How Our Cape Town Factory Cut Its Electricity Bill by 74% With Solar
I'm a numbers person. I was not going to spend R1.1 million on solar panels because they're "the right thing to do for the environment." I was going to spend R1.1 million on solar panels because the spreadsheet told me to. So let me show you the spreadsheet — or at least, the important parts of it.
Our Starting Position
We run single-shift operations, 06:00 to 17:00, Monday to Saturday. We manufacture specialist packaging — it's a precision process and load shedding is genuinely disruptive because some of our machinery doesn't take kindly to sudden power cuts mid-cycle. Scrap rates spike when the power goes off unexpectedly. Restarting certain processes takes 45 minutes. On a bad load shedding week, we were losing R40,000–R60,000 in scrap, lost production time, and overtime to catch up.

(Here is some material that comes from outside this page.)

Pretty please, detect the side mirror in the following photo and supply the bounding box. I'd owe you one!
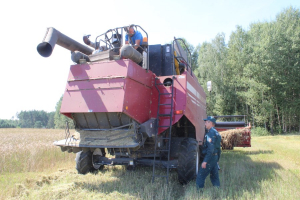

Our electricity bill was sitting at R148,000 per month on average — R1,776,000 per year. We're on a City of Cape Town industrial tariff with a peak demand charge component, which means time-of-use optimisation is available to us as an additional lever.
The System We Installed
After three quotes and significant deliberation, we went with:
- 120 kWp of solar panels — 300 × 400W Tier-1 monocrystalline panels across our east and west-facing roof sections (no north-facing flat sections of adequate size, so we split between orientations)
- Two 60 kW hybrid inverters in parallel
- 80 kWh of lithium battery storage — sized to carry our critical production loads through a 2.5-hour load shedding block with margin
- Time-of-use programming to charge batteries from grid at off-peak (midnight to 06:00) and discharge during peak tariff periods
Total installed cost: R1,085,000. We paid cash — the Section 12B deduction made this straightforward for our accountant.
The Numbers After 11 Months
The system has now been running for 11 months. Here's the performance data:
- Solar production: 162,400 kWh generated in 11 months (roughly 178,000 kWh annualised). Design target was 173,000 kWh/year — we're tracking slightly above, which the installer attributes to our east-west split giving a longer production window during the day than a pure north-facing array.
- Self-consumption rate: 94% of solar production consumed on-site (we have enough load to absorb almost everything the panels produce during operating hours)
- Grid consumption: Down from 38,200 kWh/month to 9,900 kWh/month — a 74% reduction
- Electricity bill: Down from R148,000/month to R38,500/month — a saving of R109,500 per month
- Annualised saving: R1,314,000
- Simple payback period: R1,085,000 ÷ R1,314,000 = 0.83 years — under 10 months
The Load Shedding Benefit
In the 11 months since installation, we had load shedding during operating hours on 84 days. Before solar, each of those days would have involved some combination of production disruption, scrap, and overtime. Since solar, we've had zero production stoppages attributable to load shedding. The inverter switches to battery instantaneously. The CNC machines don't even blink.
I estimate the avoidance of production disruption is worth R35,000–R45,000 per month based on our historical scrap and overtime costs during load shedding periods. I'm deliberately excluding this from my payback calculation to be conservative. It's a real benefit but harder to attribute with precision.
The Unexpected Benefits
Three things I didn't anticipate:
1. A major contract with a German client. We supply packaging to a food company with European parent oversight. Their procurement team did an ESG audit of their South African supplier base last year. Our solar installation — reducing our scope 2 carbon emissions by an estimated 92 tonnes of CO2 per year — was flagged as positive. Two competitors who were also being assessed had no sustainability initiatives. We retained the contract at renewal; we're told one competitor did not. I can't prove the causal link but I know the procurement team mentioned our solar.
2. Staff morale improvement. Our production floor gets hot in summer. Before solar, we ran air conditioning sparingly because of electricity cost. With the solar system covering our daytime consumption, running the factory A/C costs us essentially nothing from the grid during daylight hours. The production floor is noticeably more comfortable in summer. Productivity is up. I'm attributing part of that to temperature comfort.
3. The Section 12B deduction was larger than expected. Because we paid cash, we were able to claim the full 125% deduction in our 2025 tax year. Our accountant says this generated a tax saving of R327,000 — considerably more than I'd mentally budgeted for. My effective net cost of the system is now R758,000 after tax. The payback period on that basis is under 7 months.
What I'd Do Differently
Very little, honestly. The main thing is that I should have done it in 2023 instead of 2025. Every month I delayed was a month of R148,000 electricity bills that could have been R38,500 electricity bills. The total cost of the 2-year delay was approximately R2.6 million in excess electricity costs.
If you're a manufacturer or industrial business owner sitting on the fence, I'll tell you what I'd tell my younger self: the analysis doesn't need to be perfect. The data is clear enough. Go and get three quotes, build the model, and then sign the contract. The only regret is waiting.